- Music
- 15 Oct 07
They’re middle-class Irish boys who aren’t afraid to get their funk on '70s style. Meet Kill City Defectors, Kildare’s answer to Red Hot Chili Peppers.
Pick up Mutiny Sounds, the debut album from Kill City Defectors, and you might mistake them for just another punky guitar band, full of energy but short on ideas. Well, Kill City Defectors have the energy alright, but they also bring a large dose of funk to the party.
Sitting in his local pub in Kildare, singer Iain McDonald agrees that the band may have to start explaining a few things. “That’s the good thing about putting this album out," he says, “we’re having to answer questions that we’d never even thought about. It’s a bit like starting again. Hopefully it will make sense when people listen to us and see us live”.
Mention the words funk and rock together and the image is often horrific, with memories of terrible sub-Chilis bands coming to the fore. Iain is keen to distance himself from the mob.
“We’d consider ourselves more electro with a big fat bass line and thumping bass drum. We listen to stuff like LCD Soundsystem. It’s a good crossover vibe.”.
Listen to their impressive album, though, and you can’t avoid the old cliché ‘there’s always been a dance element to our music’, although the singer is at pains to point out that this isn’t a contrived move.
He says: “A lot of stuff we’d be listening to would have a dance element but the great thing about the band is that we all have such different influences and Kill City Defectors is where those four circles cross. It is what it is, it’s very natural. We’ve got something of everything, even a prog rocker.”
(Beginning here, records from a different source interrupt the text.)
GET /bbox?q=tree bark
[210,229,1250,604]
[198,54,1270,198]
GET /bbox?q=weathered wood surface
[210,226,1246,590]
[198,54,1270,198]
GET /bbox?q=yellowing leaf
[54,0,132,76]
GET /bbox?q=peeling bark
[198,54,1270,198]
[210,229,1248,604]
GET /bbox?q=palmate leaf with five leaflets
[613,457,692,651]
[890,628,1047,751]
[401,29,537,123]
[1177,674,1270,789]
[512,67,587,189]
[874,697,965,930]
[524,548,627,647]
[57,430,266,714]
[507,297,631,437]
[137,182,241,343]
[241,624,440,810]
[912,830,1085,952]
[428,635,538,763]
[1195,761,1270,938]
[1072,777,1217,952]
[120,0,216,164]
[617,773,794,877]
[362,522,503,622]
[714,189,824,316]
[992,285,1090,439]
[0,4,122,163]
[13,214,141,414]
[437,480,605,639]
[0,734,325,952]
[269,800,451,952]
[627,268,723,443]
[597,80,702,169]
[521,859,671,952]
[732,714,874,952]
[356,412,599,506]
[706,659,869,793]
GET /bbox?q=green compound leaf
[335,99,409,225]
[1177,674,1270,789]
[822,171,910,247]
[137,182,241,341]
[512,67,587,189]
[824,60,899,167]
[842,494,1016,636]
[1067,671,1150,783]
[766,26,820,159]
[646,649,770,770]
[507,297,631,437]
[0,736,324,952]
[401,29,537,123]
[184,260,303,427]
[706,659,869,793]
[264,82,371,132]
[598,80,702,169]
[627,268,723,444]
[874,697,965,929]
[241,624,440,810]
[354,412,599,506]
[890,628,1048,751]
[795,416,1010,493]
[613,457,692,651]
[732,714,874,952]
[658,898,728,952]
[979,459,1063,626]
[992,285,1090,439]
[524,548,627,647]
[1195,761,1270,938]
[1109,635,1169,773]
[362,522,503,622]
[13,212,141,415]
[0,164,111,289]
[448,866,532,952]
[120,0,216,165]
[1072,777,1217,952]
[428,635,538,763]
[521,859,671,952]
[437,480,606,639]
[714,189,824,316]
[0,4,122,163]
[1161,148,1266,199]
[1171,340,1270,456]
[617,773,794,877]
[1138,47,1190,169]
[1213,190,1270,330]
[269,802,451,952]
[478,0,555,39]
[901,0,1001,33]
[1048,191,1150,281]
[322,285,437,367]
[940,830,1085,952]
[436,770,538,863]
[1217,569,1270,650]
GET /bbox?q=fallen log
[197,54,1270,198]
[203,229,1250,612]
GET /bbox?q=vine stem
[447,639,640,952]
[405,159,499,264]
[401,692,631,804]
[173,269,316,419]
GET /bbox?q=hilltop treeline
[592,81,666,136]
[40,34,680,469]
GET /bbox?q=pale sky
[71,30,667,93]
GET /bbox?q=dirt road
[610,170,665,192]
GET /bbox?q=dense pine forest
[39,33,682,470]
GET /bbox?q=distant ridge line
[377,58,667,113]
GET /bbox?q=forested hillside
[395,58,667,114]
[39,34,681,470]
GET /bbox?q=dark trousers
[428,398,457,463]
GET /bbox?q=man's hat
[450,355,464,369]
What they do have in common with many of the bands who have taken inspiration from outside of the standard rock scene (including fellow Kildare residents and obvious soul mates Super Extra Bonus Party) is a desire to do things differently, to step outside of what would normally be expected of bands so early in their career.
“We’ve found ourselves in some really odd situations along the way,” say McDonald. “We’ve made three videos at this stage, which have got really heavy airplay on Channel 6. For ‘Messed Up’ we were running round a field dressed in white boiler suits getting chased by an orange blob. We found ourselves surrounded by bulls, who didn’t take too kindly to us being there. We’re surrounded by some great, creative people who help us out. We’re not trying to be different; it just engulfs our philosophy about music and everything that goes with it. It’s here we are, we do what just seems right.”